SÃO CARLOS, SP (FOLHAPRESS) – Os primeiros anos de infância dos neandertais parecem ter sido significativamente mais difíceis que os dos seres humanos de anatomia moderna (Homo sapiens), o que pode explicar, em parte, porque a nossa espécie sobreviveu ao fim da Era do Gelo, enquanto nossos primos arcaicos desapareceram.
A conclusão vem de um novo estudo que comparou o desenvolvimento dos dentes de membros de ambas as espécies, um processo que pode funcionar como uma espécie de registro de problemas alimentares, infecções e outras dificuldades enfrentadas pelo organismo.
No trabalho, pesquisadores liderados por Sireen El Zaatari, da Universidade de Tübingen (Alemanha), fizeram uma análise detalhada de problemas dentários conhecidos como hipoplasias do esmalte. As hipoplasias correspondem a trechos do esmalte (a camada mais externa do dente) cuja espessura fica reduzida quando há algum problema de crescimento durante a formação do dente.
Entre os percalços que podem levar às hipoplasias do esmalte estão doenças, desnutrição ou ferimentos sérios durante a infância. Como, depois dessa formação inicial do esmalte, ele não volta a crescer mais tarde, tais problemas podem funcionar como uma biblioteca dos estresses sofridos pelo organismo nos diversos períodos da vida infantil (já que a formação de cada dente acontece de acordo com uma sequência mais ou menos estabelecida ao longo das diferentes idades).
O padrão dentário criado pelas hipoplasias já foi usado várias vezes antes para estudar populações da Idade da Pedra, inclusive comparando seres humanos anatomicamente modernos e neandertais. Mas os resultados obtidos até hoje eram contraditórios, em parte por causa do uso de metodologias muito diferentes, afirmam El Zaatari e seus colegas em artigo publicado no último dia 23 no periódico especializado Scientific Reports.
Para tentar contornar esse problema, a equipe liderada pela pesquisadora decidiu incluir todos os tipos possíveis de hipoplasia em sua análise, bem como todos os tipos de dentes (incisivos, caninos, molares etc.), formados em diferentes fases do desenvolvimento.
Na amostragem, eles incluíram 867 dentes de 176 indivíduos, com um número semelhante de defeitos dentários em humanos modernos e neandertais. Os dentes foram encontrados em sítios arqueológicos que abrangem tanto a Europa Ocidental (Espanha, França) quanto o Oriente Médio e países do Leste Europeu. Além das hipoplasias em cada dente visto isoladamente, eles também tentaram mapear o padrão de defeitos dentários na dentição de uma mesma pessoa ao longo do desenvolvimento dela.

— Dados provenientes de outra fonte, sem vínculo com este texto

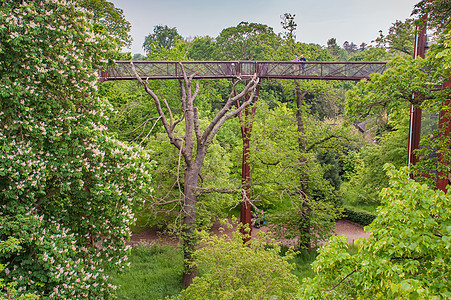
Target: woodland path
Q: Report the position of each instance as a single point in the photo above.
(351, 230)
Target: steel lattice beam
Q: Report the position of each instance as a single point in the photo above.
(323, 70)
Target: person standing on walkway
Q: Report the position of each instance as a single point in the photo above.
(296, 67)
(304, 68)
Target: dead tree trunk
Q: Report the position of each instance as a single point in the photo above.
(193, 147)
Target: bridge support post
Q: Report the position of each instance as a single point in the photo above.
(443, 153)
(415, 111)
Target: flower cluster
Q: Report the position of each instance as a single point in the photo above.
(66, 185)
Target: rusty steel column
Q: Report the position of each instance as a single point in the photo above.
(415, 112)
(246, 131)
(445, 126)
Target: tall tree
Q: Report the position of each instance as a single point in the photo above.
(193, 147)
(162, 37)
(289, 26)
(111, 18)
(406, 255)
(400, 37)
(66, 185)
(247, 41)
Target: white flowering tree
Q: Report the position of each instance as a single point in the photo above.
(66, 186)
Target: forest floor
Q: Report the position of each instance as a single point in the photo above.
(150, 236)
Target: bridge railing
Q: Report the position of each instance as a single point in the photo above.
(325, 70)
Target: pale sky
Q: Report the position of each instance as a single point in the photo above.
(318, 20)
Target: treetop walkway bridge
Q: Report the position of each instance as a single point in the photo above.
(322, 70)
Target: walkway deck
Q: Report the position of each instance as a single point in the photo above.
(322, 70)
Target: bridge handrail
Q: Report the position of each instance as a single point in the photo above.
(326, 70)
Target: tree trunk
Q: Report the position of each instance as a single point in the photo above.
(189, 224)
(304, 221)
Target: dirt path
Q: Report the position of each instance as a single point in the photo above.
(351, 230)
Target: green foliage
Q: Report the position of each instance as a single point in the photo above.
(406, 255)
(155, 272)
(282, 169)
(367, 179)
(162, 37)
(438, 12)
(202, 48)
(232, 270)
(400, 37)
(247, 41)
(110, 18)
(66, 186)
(358, 216)
(11, 245)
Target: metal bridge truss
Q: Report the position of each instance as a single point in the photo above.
(324, 70)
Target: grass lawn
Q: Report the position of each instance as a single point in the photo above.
(156, 272)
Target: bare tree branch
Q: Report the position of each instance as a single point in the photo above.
(324, 140)
(223, 116)
(172, 138)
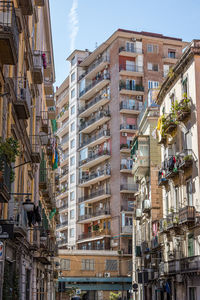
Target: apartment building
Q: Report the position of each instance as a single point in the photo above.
(146, 154)
(27, 202)
(107, 89)
(178, 132)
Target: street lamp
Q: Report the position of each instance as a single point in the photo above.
(28, 205)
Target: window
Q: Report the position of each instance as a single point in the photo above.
(152, 48)
(73, 61)
(72, 143)
(87, 265)
(72, 93)
(72, 109)
(189, 192)
(171, 53)
(71, 232)
(152, 67)
(111, 265)
(72, 214)
(65, 264)
(152, 84)
(73, 77)
(72, 126)
(72, 196)
(72, 178)
(72, 160)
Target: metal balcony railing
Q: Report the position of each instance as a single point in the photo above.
(129, 187)
(94, 65)
(131, 50)
(94, 83)
(8, 31)
(92, 102)
(95, 194)
(131, 68)
(91, 139)
(94, 156)
(88, 177)
(94, 214)
(99, 116)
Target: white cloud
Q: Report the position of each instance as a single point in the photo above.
(73, 22)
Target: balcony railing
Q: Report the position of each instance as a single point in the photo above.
(131, 50)
(94, 214)
(99, 116)
(63, 224)
(93, 102)
(94, 175)
(187, 214)
(5, 179)
(94, 156)
(95, 194)
(128, 106)
(94, 65)
(129, 187)
(94, 83)
(96, 233)
(128, 127)
(94, 138)
(9, 35)
(131, 68)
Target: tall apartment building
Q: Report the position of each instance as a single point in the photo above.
(179, 133)
(107, 89)
(27, 202)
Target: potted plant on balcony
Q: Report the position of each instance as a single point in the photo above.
(9, 149)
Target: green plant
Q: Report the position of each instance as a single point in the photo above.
(9, 148)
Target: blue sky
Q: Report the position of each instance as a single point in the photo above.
(96, 20)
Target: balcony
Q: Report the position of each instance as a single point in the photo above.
(128, 128)
(131, 70)
(62, 226)
(9, 35)
(39, 2)
(52, 113)
(98, 195)
(146, 206)
(37, 71)
(101, 214)
(26, 7)
(22, 103)
(93, 105)
(35, 149)
(127, 108)
(93, 235)
(128, 188)
(63, 208)
(94, 68)
(97, 139)
(94, 159)
(138, 213)
(94, 87)
(187, 215)
(128, 229)
(5, 181)
(140, 166)
(126, 167)
(130, 52)
(63, 242)
(89, 126)
(130, 90)
(94, 177)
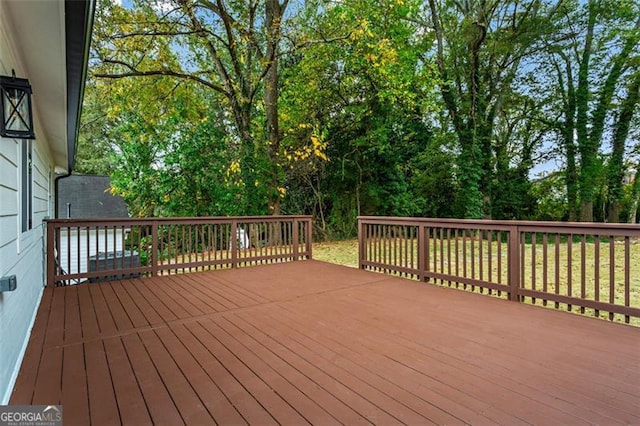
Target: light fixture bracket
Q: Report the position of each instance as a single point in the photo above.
(16, 118)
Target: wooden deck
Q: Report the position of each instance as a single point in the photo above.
(310, 342)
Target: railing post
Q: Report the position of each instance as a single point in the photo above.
(154, 248)
(309, 237)
(422, 253)
(362, 238)
(295, 237)
(51, 261)
(514, 263)
(234, 243)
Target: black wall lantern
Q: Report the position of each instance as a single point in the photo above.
(15, 97)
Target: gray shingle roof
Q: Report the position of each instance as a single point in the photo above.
(88, 197)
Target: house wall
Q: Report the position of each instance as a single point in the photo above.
(21, 253)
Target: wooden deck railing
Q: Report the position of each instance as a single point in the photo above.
(96, 250)
(588, 268)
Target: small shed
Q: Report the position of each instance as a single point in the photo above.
(88, 197)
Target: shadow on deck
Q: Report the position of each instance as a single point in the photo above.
(314, 342)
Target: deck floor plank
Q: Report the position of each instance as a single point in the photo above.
(23, 390)
(309, 342)
(458, 362)
(142, 302)
(278, 408)
(88, 318)
(205, 387)
(248, 407)
(132, 310)
(334, 406)
(74, 386)
(131, 404)
(103, 407)
(159, 403)
(189, 405)
(299, 401)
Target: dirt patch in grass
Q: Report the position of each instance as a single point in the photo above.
(340, 252)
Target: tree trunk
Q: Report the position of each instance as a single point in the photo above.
(635, 197)
(588, 152)
(616, 163)
(273, 18)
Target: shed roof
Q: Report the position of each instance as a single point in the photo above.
(88, 196)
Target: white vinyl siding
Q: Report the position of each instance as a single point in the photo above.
(21, 253)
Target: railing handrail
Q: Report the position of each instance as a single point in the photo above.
(178, 219)
(579, 227)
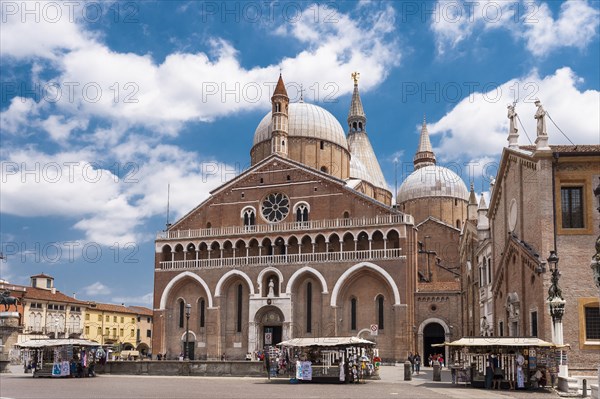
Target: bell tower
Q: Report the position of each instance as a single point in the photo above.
(279, 121)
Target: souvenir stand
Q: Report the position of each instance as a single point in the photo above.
(60, 357)
(524, 361)
(329, 359)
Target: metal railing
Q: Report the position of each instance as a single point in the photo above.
(318, 257)
(380, 220)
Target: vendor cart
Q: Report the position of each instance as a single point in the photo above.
(60, 357)
(518, 362)
(329, 359)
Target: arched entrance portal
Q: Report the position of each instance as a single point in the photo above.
(433, 333)
(269, 324)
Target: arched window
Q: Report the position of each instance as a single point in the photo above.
(380, 312)
(239, 308)
(353, 314)
(181, 313)
(302, 211)
(249, 216)
(309, 307)
(201, 312)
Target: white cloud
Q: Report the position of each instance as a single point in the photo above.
(133, 89)
(576, 24)
(478, 126)
(109, 203)
(143, 300)
(59, 129)
(18, 115)
(96, 288)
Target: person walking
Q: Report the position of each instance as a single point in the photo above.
(417, 360)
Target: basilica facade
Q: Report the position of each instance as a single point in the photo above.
(307, 243)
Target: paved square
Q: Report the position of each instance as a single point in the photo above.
(22, 386)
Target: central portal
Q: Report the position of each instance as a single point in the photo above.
(270, 327)
(272, 335)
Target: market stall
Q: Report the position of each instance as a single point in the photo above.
(61, 357)
(329, 359)
(515, 362)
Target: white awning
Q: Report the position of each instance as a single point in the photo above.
(41, 343)
(326, 341)
(501, 341)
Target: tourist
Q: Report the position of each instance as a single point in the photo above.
(417, 362)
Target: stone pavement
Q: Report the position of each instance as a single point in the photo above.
(22, 386)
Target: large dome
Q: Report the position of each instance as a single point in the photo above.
(306, 120)
(432, 181)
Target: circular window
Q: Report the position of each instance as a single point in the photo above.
(275, 207)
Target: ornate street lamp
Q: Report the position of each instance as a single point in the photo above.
(557, 308)
(555, 298)
(188, 311)
(596, 258)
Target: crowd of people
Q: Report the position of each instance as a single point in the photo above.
(415, 361)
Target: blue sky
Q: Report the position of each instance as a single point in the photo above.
(106, 103)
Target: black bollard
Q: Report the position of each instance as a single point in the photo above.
(407, 371)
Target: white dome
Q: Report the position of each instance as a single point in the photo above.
(432, 181)
(306, 120)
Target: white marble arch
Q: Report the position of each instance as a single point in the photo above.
(307, 269)
(362, 265)
(434, 320)
(180, 276)
(261, 275)
(447, 333)
(192, 334)
(234, 273)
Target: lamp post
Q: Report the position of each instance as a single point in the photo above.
(596, 258)
(556, 303)
(188, 311)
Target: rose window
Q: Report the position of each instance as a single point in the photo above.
(275, 207)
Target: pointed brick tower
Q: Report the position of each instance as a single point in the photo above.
(363, 163)
(424, 155)
(279, 121)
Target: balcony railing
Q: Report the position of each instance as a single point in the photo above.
(319, 257)
(39, 329)
(383, 220)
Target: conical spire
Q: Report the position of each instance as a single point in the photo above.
(363, 163)
(279, 119)
(357, 120)
(280, 88)
(472, 205)
(472, 197)
(482, 204)
(483, 223)
(424, 155)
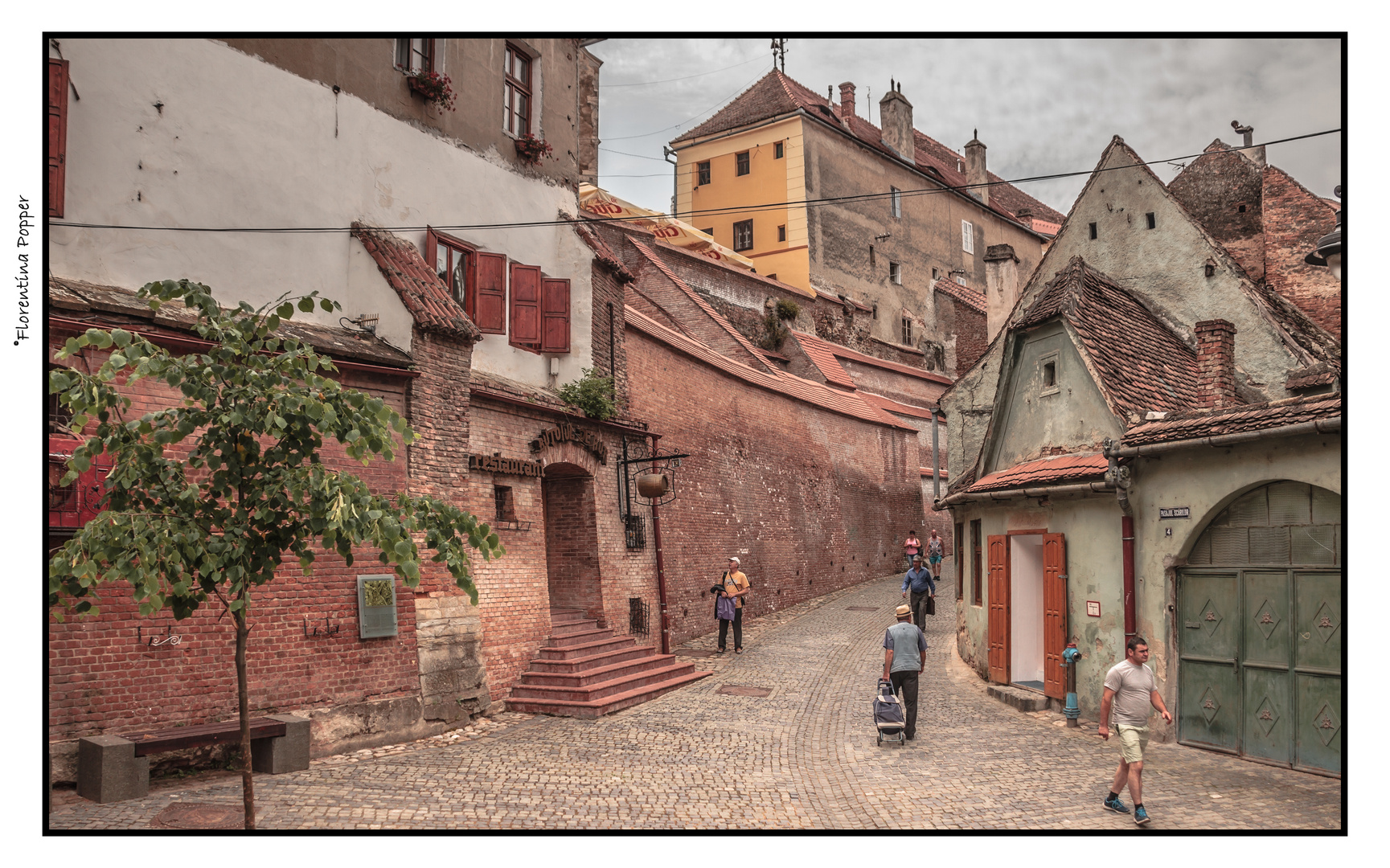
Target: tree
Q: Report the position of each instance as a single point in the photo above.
(252, 489)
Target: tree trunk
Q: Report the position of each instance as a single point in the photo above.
(244, 707)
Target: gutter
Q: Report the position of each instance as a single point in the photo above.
(1329, 425)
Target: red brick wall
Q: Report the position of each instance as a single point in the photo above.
(103, 674)
(810, 500)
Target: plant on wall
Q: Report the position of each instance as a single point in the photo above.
(592, 395)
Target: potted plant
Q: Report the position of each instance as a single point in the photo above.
(531, 149)
(434, 87)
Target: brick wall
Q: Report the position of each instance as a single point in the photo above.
(810, 500)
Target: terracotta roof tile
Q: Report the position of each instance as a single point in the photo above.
(1142, 362)
(424, 295)
(962, 293)
(1044, 471)
(1235, 420)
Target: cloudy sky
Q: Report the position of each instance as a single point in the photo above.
(1041, 106)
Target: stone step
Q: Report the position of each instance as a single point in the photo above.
(577, 664)
(587, 649)
(598, 707)
(604, 688)
(595, 675)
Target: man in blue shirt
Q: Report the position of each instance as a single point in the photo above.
(919, 581)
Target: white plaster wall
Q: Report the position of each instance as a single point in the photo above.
(242, 143)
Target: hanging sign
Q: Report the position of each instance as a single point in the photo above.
(564, 432)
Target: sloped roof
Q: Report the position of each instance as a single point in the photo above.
(776, 93)
(424, 295)
(1236, 420)
(1044, 471)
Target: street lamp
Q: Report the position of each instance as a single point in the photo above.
(1329, 246)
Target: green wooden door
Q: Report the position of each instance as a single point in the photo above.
(1210, 698)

Feitas as contas da análise, os pesquisadores chegaram a duas conclusões importantes. Primeiro, quando todos os casos de hipoplasia são considerados em conjunto, a incidência “bruta” do problema em ambas as espécies é mais ou menos a mesma, o que, à primeira vista, sugeriria níveis similares de estresse sobre o organismo de humanos modernos e neandertais durante a formação dentária.
Mas, analisando os dados com mais detalhes, a equipe notou uma diferença intrigante. Os problemas na formação do esmalte de crianças Homo sapiens se concentravam na fase do desmame, período reconhecidamente difícil para a nutrição dos pequenos em populações que não têm acesso a facilidades como papinhas industrializadas ou leite obtido de animais domésticos. Depois desses problemas iniciais, porém, a incidência de hipoplasias caía bastante.
No caso dos neandertais, porém, os sinais de estresse também estavam associados ao desmame, mas continuavam ao longo de anos depois da conclusão desse processo, sugerindo que a infância dos Homo neanderthalensis podia ser consideravelmente mais difícil do que a dos membros da nossa espécie.
Isso, é claro, se as conclusões estiverem corretas. O debate sobre o suposto “calcanhar-de-aquiles” dos neandertais, responsável por seu desaparecimento após a chegada dos H. sapiens à Europa e à Ásia, estende-se há décadas, e existem cada vez menos razões para achar que havia um grande abismo entre as duas espécies. Para começo de conversa, já está claro que houve vários episódios de miscigenação entre as espécies, legando genes neandertais à maior parte das pessoas vivas hoje.
Ligeiras diferenças na capacidade de nutrir as crianças e permitir que elas se tornassem adultos saudáveis e com boa capacidade reprodutiva talvez pudessem ser um motivo sutil o suficiente, e ainda assim impactante o suficiente, para explicar o êxito relativamente maior dos humanos de anatomia moderna, mas o debate ainda deve prosseguir por bastante tempo.